While embolism formation on rehydration was observed in all species,
there appeared to be a tendency for more embolism formation after
rehydration in conifer species (Supplementary Figure S1). To test
whether pit membrane anatomy or conduit anatomy might explain why in
some conifer species there was an exacerbated embolism spreading after
rehydration we included the angiosperm species D. winteri in our
sampling, a vessel-less species with homogeneous pit membranes, as
opposed to torus-margo pit membranes (Zhang et al. 2020).
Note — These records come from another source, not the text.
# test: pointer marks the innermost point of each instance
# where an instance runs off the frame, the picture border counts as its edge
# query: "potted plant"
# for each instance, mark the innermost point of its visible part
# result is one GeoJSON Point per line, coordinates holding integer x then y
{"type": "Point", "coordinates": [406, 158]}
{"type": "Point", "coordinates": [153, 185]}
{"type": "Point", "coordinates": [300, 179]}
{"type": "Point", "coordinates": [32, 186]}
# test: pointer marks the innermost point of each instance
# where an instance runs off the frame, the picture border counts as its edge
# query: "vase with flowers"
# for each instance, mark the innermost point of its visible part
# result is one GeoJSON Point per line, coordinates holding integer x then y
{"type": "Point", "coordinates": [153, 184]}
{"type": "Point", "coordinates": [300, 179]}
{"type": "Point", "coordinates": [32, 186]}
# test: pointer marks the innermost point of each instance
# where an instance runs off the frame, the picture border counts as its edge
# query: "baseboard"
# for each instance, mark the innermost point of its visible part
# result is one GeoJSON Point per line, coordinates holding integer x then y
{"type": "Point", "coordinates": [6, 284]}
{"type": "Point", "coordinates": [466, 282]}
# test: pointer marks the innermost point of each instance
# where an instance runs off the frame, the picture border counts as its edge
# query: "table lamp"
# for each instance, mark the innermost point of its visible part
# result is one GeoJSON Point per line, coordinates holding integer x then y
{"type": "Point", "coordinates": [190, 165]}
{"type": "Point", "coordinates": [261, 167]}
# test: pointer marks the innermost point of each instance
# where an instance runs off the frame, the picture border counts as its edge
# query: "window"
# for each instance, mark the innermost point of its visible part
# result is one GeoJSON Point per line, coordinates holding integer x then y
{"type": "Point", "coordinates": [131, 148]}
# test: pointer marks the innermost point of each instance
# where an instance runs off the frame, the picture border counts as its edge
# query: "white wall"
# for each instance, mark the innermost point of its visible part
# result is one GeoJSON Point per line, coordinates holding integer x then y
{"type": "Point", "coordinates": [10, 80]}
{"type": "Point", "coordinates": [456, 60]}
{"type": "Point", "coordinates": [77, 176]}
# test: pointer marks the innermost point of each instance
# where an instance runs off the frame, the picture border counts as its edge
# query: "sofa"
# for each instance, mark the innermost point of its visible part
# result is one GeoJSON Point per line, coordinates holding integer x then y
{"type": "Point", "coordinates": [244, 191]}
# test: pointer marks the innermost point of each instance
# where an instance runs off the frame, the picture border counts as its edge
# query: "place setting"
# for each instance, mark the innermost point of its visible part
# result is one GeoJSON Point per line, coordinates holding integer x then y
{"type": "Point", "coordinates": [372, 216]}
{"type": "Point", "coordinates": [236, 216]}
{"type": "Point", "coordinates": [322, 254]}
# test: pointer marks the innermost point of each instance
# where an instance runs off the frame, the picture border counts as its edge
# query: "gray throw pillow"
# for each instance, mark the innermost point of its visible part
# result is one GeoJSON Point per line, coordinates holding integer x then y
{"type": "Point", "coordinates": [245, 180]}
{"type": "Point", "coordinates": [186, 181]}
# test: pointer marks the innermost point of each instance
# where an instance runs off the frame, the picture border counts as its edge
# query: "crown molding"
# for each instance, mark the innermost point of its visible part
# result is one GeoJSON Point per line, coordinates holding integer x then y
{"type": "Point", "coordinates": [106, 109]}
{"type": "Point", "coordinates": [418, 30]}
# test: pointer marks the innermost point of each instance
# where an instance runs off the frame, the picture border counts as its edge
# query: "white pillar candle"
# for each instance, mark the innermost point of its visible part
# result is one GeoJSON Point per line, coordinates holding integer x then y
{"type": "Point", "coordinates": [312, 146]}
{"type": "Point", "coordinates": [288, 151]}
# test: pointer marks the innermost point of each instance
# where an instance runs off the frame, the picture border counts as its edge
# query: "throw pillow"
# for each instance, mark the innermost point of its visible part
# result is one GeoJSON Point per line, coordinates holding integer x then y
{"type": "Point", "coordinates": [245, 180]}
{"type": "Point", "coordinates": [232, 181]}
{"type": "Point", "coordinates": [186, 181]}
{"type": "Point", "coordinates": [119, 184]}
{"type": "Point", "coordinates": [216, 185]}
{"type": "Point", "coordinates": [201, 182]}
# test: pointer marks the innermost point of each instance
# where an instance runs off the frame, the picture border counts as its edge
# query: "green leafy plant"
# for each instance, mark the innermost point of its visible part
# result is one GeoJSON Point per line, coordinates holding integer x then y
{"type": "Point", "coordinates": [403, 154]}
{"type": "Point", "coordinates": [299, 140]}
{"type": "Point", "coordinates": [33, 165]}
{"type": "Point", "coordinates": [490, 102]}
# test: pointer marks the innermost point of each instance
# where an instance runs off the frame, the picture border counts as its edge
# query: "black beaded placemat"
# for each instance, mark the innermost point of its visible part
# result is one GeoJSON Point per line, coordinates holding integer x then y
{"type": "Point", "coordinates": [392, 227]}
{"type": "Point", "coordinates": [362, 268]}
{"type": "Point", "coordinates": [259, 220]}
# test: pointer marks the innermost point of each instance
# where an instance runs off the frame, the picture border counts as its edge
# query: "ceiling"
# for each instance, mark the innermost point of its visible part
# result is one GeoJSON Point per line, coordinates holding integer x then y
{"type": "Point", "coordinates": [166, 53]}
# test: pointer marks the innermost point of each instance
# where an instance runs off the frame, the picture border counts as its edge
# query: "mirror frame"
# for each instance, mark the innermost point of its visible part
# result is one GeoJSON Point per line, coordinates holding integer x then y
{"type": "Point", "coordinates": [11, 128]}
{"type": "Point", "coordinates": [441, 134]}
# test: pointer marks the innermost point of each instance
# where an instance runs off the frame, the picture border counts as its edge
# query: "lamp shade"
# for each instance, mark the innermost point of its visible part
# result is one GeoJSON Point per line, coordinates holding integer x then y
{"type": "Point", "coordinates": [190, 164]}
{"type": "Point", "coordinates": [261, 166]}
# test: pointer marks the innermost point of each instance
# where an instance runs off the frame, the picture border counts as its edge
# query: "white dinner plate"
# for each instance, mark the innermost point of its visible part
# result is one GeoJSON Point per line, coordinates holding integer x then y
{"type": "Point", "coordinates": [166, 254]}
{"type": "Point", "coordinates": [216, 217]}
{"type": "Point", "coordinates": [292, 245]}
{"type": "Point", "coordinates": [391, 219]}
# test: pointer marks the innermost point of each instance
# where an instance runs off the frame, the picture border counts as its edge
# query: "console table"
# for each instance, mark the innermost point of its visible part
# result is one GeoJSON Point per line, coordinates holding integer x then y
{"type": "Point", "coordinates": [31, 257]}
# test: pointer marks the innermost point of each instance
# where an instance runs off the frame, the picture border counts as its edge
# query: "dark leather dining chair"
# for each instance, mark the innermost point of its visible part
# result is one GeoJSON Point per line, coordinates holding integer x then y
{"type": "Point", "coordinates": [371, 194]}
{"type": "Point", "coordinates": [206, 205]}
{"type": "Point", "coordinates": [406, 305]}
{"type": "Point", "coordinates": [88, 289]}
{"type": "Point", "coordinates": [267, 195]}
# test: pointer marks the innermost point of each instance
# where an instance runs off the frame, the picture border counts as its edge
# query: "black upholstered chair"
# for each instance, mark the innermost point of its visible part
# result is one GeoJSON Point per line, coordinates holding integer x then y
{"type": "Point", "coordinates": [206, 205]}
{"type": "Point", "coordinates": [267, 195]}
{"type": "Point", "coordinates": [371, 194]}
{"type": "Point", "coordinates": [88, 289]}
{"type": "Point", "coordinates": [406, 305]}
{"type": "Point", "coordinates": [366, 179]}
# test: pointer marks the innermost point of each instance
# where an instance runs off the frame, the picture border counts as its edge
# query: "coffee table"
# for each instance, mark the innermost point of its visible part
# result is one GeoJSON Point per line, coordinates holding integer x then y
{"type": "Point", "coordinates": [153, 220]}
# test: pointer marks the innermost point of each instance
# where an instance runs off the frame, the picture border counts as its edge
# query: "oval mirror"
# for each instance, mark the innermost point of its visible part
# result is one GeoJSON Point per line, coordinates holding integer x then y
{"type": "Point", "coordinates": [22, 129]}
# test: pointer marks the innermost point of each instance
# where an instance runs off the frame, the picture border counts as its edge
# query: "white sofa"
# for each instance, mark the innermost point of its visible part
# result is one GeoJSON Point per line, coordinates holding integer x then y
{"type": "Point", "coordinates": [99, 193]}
Unlike some
conifers, the formation of embolism after rehydration in D.
winteri was limited (Supplementary Figure S1C), suggesting that even
though this species has only tracheids, an altered conformation caused
by embolism is able to create a highly gas impermeable structure that
protects the neighbouring conduits from air invasion (Zhang et al.
2020).
Other factors might also provide an explanation for the greater absence
of embolism occurrence in angiosperm xylem after rehydration and on a
second cycle of dehydration until reaching the Ψ at which the branch was
rehydrated, including the increased separation of conduits imbedded in a
matrix of non-conductive xylem tissue, such as fibres and parenchyma
that might offer a physical barrier for rapid air propagation through
the xylem (Johnson et al. 2020; Avila et al. 2021), particularly
compared to the tracheid based xylem of conifers, which is largely
homogeneous and comprised of closely packed tracheids. The close
proximity of tracheids with tracheid tips slightly bent and overlapping
multiple neighbouring tracheids may facilitate a more rapid spread of
embolism on a second dehydration cycle in conifers (Torres-Ruiz et al.
2016; Choat et al. 2015b), while the 3D reconstruction of vessel
networks deserves more attention for angiosperms (Wason et al. 2021).